Over the years, Cenac made campaign contributions to former Gov. Kathleen Blanco, former state Attorney General Richard Ieyoub and former state Sen. Reggie Dupre, according to disclosures filed with the state Board of Ethics.
His contributions to Vitter date to the senator’s state legislative tenure.
Cenac Towing gave $100,000 to the Louisiana Committee for a Republican Majority, which Vitter helped launch in 2005 to elect conservative leaders, Ethics Board records show. The group gave money to support Republican candidates, predominantly, for the Louisiana House and Senate, according to disclosures with the Ethics Board.
Melanie Sloan, executive director of Citizens for Responsibility and Ethics in Washington, D.C., called CREW, said Jindal and others would be wise to study their campaign accounts for any irregularities.
She said the general public cannot examine campaign contributions to the degree of finding red flags such as sequentially numbered cashier checks.
“Given the significant illegalities ... one has reason to doubt any contribution attached to Mr. Cenac,” Sloan said.
Cenac is a wealthy Houma businessman with long ties to Louisiana political leaders and a history of legal entanglements.
Neither he nor his attorney responded to requests for comment Thursday.
Earlier this summer, Cenac’s towboat company was levied $525,000 in fines for failing to test raw sewage samples.
In a conciliation agreement released Wednesday, the Federal Election Commission found that Cenac “knowingly and willfully violated” federal campaign contribution limits. Cenac, president and sole owner of Cenac Towing Co. and other companies headquartered in Houma, will pay a $170,000 fine.
The commission concluded that Cenac made contributions in the name of employees and relatives to circumvent rules that limit federal campaign contributions to $2,300 for primary and general elections.
According to the agreement, Cenac’s secretary used a $15,000 Cenac Towing check to secure cashier’s checks payable to Vitter’s Senate campaign in 2008. The contributions were made in the names of Cenac’s employees and relatives.
Two months later, the agreement said, Cenac’s secretary arrived at the bank with a $25,300 personal check which was converted into six cashier’s checks payable to Landrieu’s Senate campaign. The contributions were made in the names of Cenac’s employees.
“Cenac contends he has no knowledge about these issues, but agrees that the records reflect such facts,” the agreement stated.
Documents filed with the agreement show that Landrieu’s campaign staff turned the contributions over to the treasury after growing suspicious about them because they were sequentially numbered checks from the same bank.
CREW brought the contributions to the commission’s attention by filing a complaint that resulted in the fine against Cenac.

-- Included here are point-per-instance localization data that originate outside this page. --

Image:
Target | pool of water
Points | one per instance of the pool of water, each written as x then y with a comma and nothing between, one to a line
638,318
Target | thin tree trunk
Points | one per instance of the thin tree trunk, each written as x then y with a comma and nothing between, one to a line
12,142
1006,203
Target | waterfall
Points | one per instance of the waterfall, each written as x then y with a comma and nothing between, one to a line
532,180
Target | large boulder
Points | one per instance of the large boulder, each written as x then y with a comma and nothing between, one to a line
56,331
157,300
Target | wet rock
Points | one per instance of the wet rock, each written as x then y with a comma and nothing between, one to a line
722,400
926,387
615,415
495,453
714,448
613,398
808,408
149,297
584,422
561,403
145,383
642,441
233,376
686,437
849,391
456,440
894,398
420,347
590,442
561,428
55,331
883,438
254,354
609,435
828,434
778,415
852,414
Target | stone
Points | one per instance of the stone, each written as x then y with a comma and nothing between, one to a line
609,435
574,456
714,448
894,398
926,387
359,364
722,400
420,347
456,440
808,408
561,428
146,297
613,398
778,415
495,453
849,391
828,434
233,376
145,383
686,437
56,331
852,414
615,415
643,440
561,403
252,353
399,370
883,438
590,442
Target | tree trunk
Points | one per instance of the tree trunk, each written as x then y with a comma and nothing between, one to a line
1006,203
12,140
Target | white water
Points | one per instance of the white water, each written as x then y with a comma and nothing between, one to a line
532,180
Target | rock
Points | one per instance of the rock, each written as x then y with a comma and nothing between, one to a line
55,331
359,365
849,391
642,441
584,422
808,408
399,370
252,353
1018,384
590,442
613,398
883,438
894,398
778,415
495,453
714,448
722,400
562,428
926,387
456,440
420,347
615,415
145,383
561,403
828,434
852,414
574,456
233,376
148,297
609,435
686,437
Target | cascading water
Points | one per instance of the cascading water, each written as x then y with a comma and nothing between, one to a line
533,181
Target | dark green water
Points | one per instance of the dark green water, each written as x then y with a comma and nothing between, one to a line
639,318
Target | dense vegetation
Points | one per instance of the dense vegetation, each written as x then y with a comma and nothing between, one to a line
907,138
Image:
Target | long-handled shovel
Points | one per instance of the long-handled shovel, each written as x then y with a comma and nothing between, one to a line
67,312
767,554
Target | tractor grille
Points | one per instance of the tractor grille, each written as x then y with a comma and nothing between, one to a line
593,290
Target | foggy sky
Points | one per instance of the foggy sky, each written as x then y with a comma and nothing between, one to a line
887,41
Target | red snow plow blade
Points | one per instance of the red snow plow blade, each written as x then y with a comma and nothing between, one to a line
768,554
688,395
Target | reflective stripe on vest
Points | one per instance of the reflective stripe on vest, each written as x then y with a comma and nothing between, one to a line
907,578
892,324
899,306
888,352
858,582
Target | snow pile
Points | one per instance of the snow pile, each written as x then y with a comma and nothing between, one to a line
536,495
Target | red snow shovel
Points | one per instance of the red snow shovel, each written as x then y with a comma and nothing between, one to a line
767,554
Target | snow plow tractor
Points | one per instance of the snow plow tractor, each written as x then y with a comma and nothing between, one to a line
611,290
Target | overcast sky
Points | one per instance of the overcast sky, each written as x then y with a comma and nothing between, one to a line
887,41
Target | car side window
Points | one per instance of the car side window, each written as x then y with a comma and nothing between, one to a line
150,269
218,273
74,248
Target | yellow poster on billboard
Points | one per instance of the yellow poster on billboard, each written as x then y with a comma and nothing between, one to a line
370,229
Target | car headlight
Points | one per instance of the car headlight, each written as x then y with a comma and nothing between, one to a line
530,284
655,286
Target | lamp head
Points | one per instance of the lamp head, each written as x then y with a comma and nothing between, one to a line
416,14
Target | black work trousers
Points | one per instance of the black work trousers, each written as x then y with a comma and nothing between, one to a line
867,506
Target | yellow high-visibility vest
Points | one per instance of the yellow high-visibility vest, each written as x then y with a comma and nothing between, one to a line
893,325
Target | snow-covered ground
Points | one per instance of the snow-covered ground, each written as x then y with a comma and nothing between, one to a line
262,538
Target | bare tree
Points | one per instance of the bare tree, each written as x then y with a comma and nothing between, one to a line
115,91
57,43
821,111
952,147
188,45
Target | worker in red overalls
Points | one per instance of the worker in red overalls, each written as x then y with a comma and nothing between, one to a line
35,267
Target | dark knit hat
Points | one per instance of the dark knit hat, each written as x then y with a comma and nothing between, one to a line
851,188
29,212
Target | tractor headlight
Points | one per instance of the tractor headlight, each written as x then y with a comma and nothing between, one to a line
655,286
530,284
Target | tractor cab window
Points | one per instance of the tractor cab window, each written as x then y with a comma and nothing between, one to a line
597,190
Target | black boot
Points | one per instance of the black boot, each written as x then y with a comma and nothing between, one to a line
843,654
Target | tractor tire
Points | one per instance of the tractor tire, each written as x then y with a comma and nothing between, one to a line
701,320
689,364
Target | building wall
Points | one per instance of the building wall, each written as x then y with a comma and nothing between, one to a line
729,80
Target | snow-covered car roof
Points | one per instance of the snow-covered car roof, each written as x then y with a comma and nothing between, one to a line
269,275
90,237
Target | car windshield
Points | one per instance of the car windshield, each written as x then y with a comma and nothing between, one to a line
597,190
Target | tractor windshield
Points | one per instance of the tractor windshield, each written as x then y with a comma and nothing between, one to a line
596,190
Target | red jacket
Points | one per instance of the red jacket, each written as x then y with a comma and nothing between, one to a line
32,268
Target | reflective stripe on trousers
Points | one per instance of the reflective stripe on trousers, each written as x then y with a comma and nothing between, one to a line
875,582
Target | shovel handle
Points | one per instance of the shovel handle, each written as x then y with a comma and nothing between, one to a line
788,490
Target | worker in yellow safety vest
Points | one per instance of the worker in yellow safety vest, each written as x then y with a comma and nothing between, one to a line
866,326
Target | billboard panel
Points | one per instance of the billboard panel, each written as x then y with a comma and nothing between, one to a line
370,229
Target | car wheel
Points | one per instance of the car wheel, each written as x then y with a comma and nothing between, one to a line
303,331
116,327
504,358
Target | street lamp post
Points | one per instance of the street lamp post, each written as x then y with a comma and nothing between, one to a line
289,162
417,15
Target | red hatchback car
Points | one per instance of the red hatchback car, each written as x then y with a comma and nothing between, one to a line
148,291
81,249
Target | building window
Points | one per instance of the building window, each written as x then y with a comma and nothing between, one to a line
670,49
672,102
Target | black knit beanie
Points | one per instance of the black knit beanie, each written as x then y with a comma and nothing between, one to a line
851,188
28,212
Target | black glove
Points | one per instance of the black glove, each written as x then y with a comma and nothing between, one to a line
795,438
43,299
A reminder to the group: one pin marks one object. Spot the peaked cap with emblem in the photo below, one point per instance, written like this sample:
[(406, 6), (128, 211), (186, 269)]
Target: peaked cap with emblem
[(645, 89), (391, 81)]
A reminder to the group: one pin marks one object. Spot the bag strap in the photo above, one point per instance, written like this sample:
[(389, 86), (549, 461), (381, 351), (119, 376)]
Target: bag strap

“People who have been receiving his contributions should be going back and looking,” Sloan said. “(They) should be hesitant to take future contributions.”
State law limits campaign contributions from individuals and companies to $5,000 for major office seekers.
Financial reports filed with the state Board of Ethics detail Cenac’s contributions in state races and to Vitter’s organization.
In 2006 and 2007, when Jindal was running for governor, Cenac and two of his companies — Cenac Towing and Cenac Offshore — each contributed $5,000 to the campaign, the disclosures show. An Arlen B. Cenac, of Houma, has given $5,200 to Jindal. A Dr. Christopher E. Cenac Jr. and Audra Cenac, with the same address in Houma, each gave $1,000.
Jindal’s political advisor and former campaign manager, Timmy Teepell, said he does not know Arlen B. Cenac Jr. but has no reason to question the contributions.
“I assume those contributions were given in accordance with the law,” Teepell said Thursday. “We accept all contributions at face value.”
Arlen B. Cenac Jr. has given $10,000 to Strain’s campaigns, according to the Ethics Board. Cenac Towing has given $10,000 to Kennedy’s state campaigns over the years.
Kennedy’s spokesman, Jason Redmond, said a contribution that Cenac made to Kennedy’s 2008 U.S. Senate campaign fell within the legal limits. “The John Kennedy for U.S. Senate committee and account have since been closed,” Redmond said Thursday.